BRASIL – AGU diz que Brasil não é “terra sem lei” e promete agir contra mudanças na moderação de conteúdo das redes sociais da Meta.

A Advocacia-Geral da União (AGU) declarou em comunicado que o Brasil não é uma “terra sem lei” e que tomará medidas contra as alterações na política de moderação de conteúdo das redes sociais da Meta, empresa responsável por plataformas como Facebook e Instagram, se estas interferirem na democracia ou violarem as leis brasileiras.

O ministro da AGU, Jorge Messias, enfatizou que a decisão da Meta poderá aumentar a propagação de desinformação nas redes sociais, que já enfrentam problemas relacionados a notícias falsas e discursos de ódio.

“Nosso país não é uma terra sem lei. Não ficaremos passivos diante dos ataques à democracia e às garantias previstas em nossa legislação. Não podemos aceitar que a liberdade de expressão seja usada como desculpa para disseminar intencionalmente informações falsas que, na prática, impedem as pessoas de exercerem livremente seus direitos fundamentais”, afirmou o ministro da AGU.

A legislação brasileira estabelece restrições a discursos públicos, proibindo a defesa do racismo ou nazismo, ataques à ordem democrática atual e ofensas discriminatórias com base em raça, cor, sexo, religião, orientação sexual ou origem.

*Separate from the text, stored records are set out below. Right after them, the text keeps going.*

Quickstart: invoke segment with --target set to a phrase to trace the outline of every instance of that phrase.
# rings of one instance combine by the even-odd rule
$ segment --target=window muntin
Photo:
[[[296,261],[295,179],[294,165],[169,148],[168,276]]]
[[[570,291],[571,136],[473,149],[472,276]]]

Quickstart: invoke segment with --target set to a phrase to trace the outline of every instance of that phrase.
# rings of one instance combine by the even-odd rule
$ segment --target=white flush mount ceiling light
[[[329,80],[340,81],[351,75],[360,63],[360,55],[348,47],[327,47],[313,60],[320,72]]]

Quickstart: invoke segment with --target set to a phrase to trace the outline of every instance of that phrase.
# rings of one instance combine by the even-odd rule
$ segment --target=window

O ministro Messias também ressaltou a importância da regulação das redes sociais no Brasil e globalmente, destacando que o Supremo Tribunal Federal (STF) está analisando dois recursos com repercussão geral sobre o tema, incluindo a constitucionalidade do artigo 19 do Marco Civil da Internet, que estabelece direitos e deveres para o uso da internet no país.

Em relação às mudanças anunciadas pela Meta, a empresa pretende se aliar ao governo do presidente dos Estados Unidos, Donald Trump, para pressionar países que buscam regular o ambiente digital. As alterações na política de moderação de conteúdo incluem o fim do programa de verificação de fatos, o fim de restrições em temas como migração e gênero, a promoção de conteúdo político-ideológico e a exclusão apenas de conteúdos considerados violações graves. O Ministério Público Federal de São Paulo já questionou a empresa sobre essas mudanças.

Nos EUA, a Meta modificou sua política sobre discurso de ódio, autorizando insultos homofóbicos, transfóbicos, xenófobos e misóginos em determinados contextos. O diretor de assuntos globais da Meta justificou as mudanças, alegando que as regras anteriores eram muito restritivas e que o objetivo é flexibilizar as restrições em relação à imigração, identidade de gênero e gênero.

Diante desse cenário, a AGU reafirma seu compromisso em proteger a democracia e a legalidade no ambiente virtual, agindo conforme a legislação vigente e colaborando com a regulamentação das redes sociais no país e no mundo.